Cecelia Ahern introduces In A Thousand Different Ways

A classic that inspires my work is Alice in Wonderland; its central themes inform much of my novels and I return to them repeatedly. It spoke to me particularly for my new book, In a Thousand Different Ways, and I called my heroine Alice as a nod to my love for that novel.

My characters are often childlike, lost and vulnerable after becoming upended by a challenging life event, and, much like Carroll’s Alice, they have to navigate this new wonderland where normal rules do not apply.

“What is essential to me is that my characters be fundamentally grounded and real; their experiences are ones that readers can connect with and identify with.”

Cecelia Ahern

I’m drawn to whimsy and the surreal; I have always found that magic and metaphor can shine a brighter light on human behaviour and the human experience than more linear storytelling.

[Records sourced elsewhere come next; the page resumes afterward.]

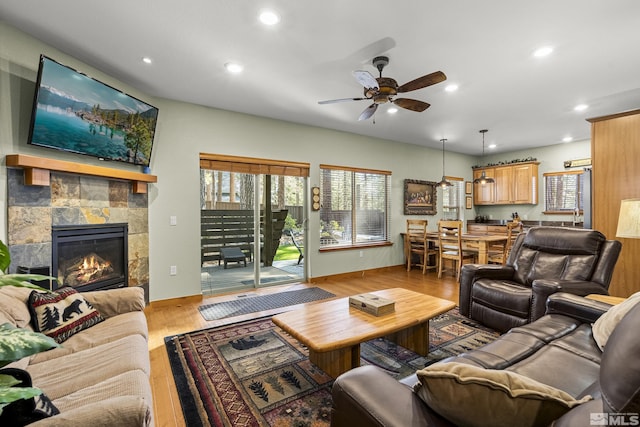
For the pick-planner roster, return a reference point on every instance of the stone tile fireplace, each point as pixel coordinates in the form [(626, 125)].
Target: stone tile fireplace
[(81, 202), (90, 257)]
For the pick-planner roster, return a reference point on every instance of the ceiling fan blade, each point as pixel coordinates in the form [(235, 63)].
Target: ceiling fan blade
[(368, 112), (411, 104), (424, 81), (366, 79), (334, 101)]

At my best behaved, this produces novels like the romantic and emotional self-development journey that is PS, I Love You, when I fully indulge, it produces my mind-bending, empowering short story collection ROAR.

The absurd has always felt straightforward to me; the distorted visual perception, character alterations, nonsensical language, imposed rules, curious appetites and identity crises, are at the heart of my novels. Tales that play with logic are my translation of life in words.

While I’m drawn to the surreal, I also write with heart and use it to bridge imagination with reality. What is essential to me is that my characters be fundamentally grounded and real; their experiences are ones that readers can connect with and identify with. You cannot be taken down a rabbit hole if you are not invested in the twists and turns of the character’s tumbling, if you do not care how they land or whether they find their way back out again. The next bit of magic is in hoping what the author feels, is absorbed into the page for the reader to feel.    

Hope is an integral part of my stories and my Alice’s hope in In a Thousand Different Ways is that she will find a way to navigate her own particular challenges in seeing the world. With each novel I am repeatedly recreating the childhood world, making my adults vulnerable, lost and searching, tumbling into a world that’s nonsensical but which they must navigate and grow in strength as a result of. The happy ending is not to always escape the maze, but to feel hopeful that they can.